Kein Regen in Sicht

Türkei: Schlimmste Dürre seit 50 Jahren

Klimawandel, Verschwendung, Ignoranz: Es ist eine Mischung aus vielen Faktoren, welche die seit Monaten herrschende Dürre in der Türkei verschärfen.

Türkei: Schlimmste Dürre seit 50 Jahren

Ausgetrockneter See bei Kirklarel: Die Menschen in der Türkei leiden in diesem Sommer unter ungewöhnlich hohen Temperaturen. Vielerorts ist das Wasser knapp.

Von Markus Brauer/AFP

Die Türkei erlebt derzeit die schlimmste Trockenheit seit mehr als 50 Jahren. In den vergangenen elf Monaten sei die Niederschlagsmenge auf das niedrigste Niveau seit 52 Jahren gefallen, erklärt der türkische Wetterdienst in seinem Monatsbericht. In der an Syrien grenzenden Region Anatolien im Osten des Landes sei die Niederschlagsmenge sogar um mehr als 60 Prozent zurückgegangen.

Rückgang von 27 Prozent

Zwischen dem 1. Oktober 2024 und dem 31. August dieses Jahres habe die Niederschlagsmenge bei etwa 400 Millimetern gelegen, teilt der Wetterdienst mit. Zwischen 1991 und 2020 lag sie laut demnach im gleichen Zeitraum bei rund 549 Millimetern. Das entspricht einem Rückgang von 27 Prozent.

Auch die bei Urlaubern beliebten türkischen Mittelmeerregionen blieben davon nicht verschont: Die Marmara-Region und die Ägäis-Küste verzeichneten die geringsten Niederschlagsmengen seit 18 Jahren.

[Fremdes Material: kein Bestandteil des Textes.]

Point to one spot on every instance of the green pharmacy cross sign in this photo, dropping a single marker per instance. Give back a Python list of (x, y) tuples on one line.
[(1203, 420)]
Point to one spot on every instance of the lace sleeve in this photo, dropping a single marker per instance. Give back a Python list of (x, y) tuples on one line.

Hitzerekord: 50,5 Grad Celsius

Die Menschen in der Türkei leiden in diesem Sommer unter ungewöhnlich hohen Temperaturen. Vielerorts ist das Wasser knapp. Im Westen und Süden des Landes wüteten Waldbrände.

Der Juli war in der Türkei der heißeste seit 55 Jahren. Die Durchschnittstemperatur lag 1,9 Prozent über jener zwischen 1991 und 2020. In Silopi im Südosten des Landes wurde mit 50,5 Grad Celsius ein Hitzerekord gebrochen.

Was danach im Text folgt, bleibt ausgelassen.